Она улыбнулась, развернулась и пошла прочь, не так, как обычно уходят люди на портретах, через края своей рамы, а вдоль того, что казалось длинным тоннелем, нарисованным за ее спиной. Они смотрели на ее удаляющуюся хрупкую фигурку, пока наконец она не была полностью поглощена темнотой.
— Э… что?.. — начал Рон.
— Сейчас туда есть только один вход, — произнес Аберфорт. — Вы должны знать, что они закрыли с обоих концов все старые секретные проходы, дементоры повсюду на внешних стенах, все время патрули внутри самой школы, судя по моим источникам. Школа никогда еще так строго не охранялась. Как вы собираетесь что-либо делать после того, как проберетесь туда, когда там Снейп директором и Кэрроу заместителями… впрочем, это ваша забота, верно? Вы сказали, вы готовы умереть.
— Но что?.. — начала было Гермиона, нахмуренно глядя на портрет Арианы.
Маленькая белая точка появилась в конце нарисованного тоннеля, и вот уже Ариана возвращалась к ним, вырастая все больше и больше. Но теперь с ней был кто-то еще, кто-то более высокий, чем она; он, прихрамывая, возбужденно шагал рядом с ней. Его волосы были длиннее, чем Гарри на нем когда-либо видел; на лице его, похоже, было несколько порезов, а одежда была во многих местах порвана. Обе фигуры все росли и росли, пока в портрете не оказались лишь их головы и плечи.
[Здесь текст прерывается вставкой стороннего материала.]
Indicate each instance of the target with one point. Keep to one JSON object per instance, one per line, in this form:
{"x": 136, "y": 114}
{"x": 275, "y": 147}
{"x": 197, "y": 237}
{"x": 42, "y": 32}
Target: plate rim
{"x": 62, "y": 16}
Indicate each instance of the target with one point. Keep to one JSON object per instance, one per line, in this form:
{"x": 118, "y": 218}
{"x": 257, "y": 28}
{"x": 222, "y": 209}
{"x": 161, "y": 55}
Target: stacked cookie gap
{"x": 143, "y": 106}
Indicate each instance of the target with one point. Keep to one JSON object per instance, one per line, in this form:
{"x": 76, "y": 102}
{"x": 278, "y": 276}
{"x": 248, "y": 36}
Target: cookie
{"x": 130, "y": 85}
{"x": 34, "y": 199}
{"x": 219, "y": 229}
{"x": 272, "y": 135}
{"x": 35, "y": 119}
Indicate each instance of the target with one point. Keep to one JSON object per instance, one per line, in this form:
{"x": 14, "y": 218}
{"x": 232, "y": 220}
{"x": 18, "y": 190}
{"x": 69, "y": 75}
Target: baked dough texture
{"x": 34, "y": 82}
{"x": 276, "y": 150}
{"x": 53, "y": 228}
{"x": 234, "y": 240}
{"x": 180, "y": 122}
Затем вся картина откинулась вперед, словно маленькая дверь, и за ней обнаружился вход в настоящий тоннель. И из этого тоннеля, со своими отросшими волосами, порезанным лицом и в порванной одежде, выбрался совершенно настоящий Невилл Лонгботтом. Он испустил восторженный вопль, спрыгнул с камина и заорал:
— Я знал, что ты придешь! Я знал, Гарри!
Глава 29. Утраченная диадема
— Невилл… какого… как?..
Но Невилл уже заметил Рона и Гермиону и с воплями восторга принялся обнимать и их тоже. Чем больше Гарри всматривался в Невилла, тем хуже тот выглядел: один его глаз был почти полностью закрыт желто-фиолетовым синяком, на лице виднелись глубокие порезы, и общее впечатление неухоженности предполагало, что он живет без особых удобств. И тем не менее, его потрепанный облик весь светился счастьем, когда он отпустил Гермиону и вновь сказал:
— Я знал, что вы придете! Я все время говорил Шимусу, что это лишь вопрос времени!
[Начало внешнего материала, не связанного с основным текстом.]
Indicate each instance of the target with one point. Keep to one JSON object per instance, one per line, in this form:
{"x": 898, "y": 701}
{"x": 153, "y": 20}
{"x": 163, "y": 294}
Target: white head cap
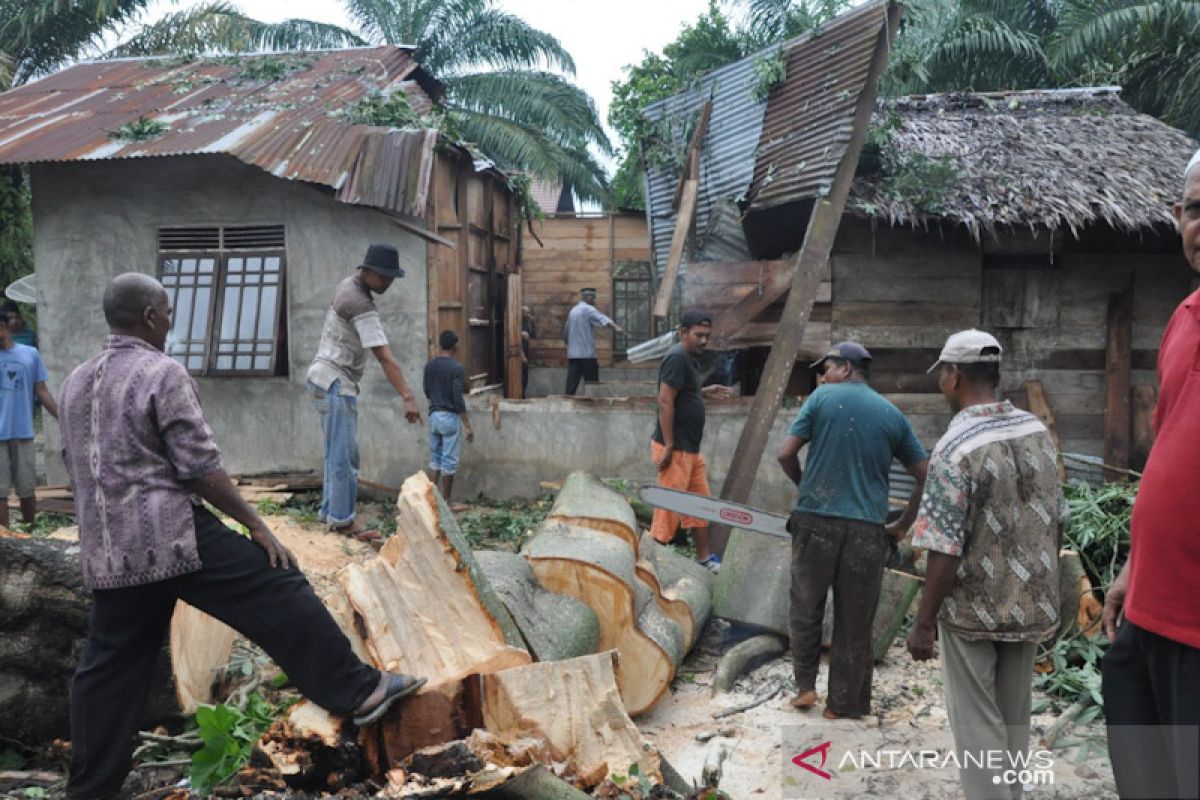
{"x": 1195, "y": 160}
{"x": 970, "y": 347}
— Невилл, что с тобой случилось?
— Что? Это? — Невилл отмахнулся от своих ран, качнув головой. — Это ерунда. Шимусу досталось хуже. Сами увидите. Ну мы пойдем, да? О, — он обернулся к Аберфорту. — Аб, сюда еще пара человек скоро придет.
— Еще пара? — зловеще переспросил Аберфорт. — Что ты имеешь в виду, еще пара, Лонгботтом? Сейчас нельзя выходить на улицу, там Воющие чары на всей деревне!
— Я знаю, поэтому они будут Аппарировать прямо в бар, — ответил Невилл. — Просто посылайте их по тоннелю, когда они сюда будут приходить, хорошо? Огромное спасибо.
Невилл протянул руку Гермионе и помог ей забраться на камин и оттуда в тоннель; Рон последовал за ней, потом сам Невилл. Гарри обратился к Аберфорту.
— Не знаю, как вас благодарить. Вы уже дважды спасли наши жизни.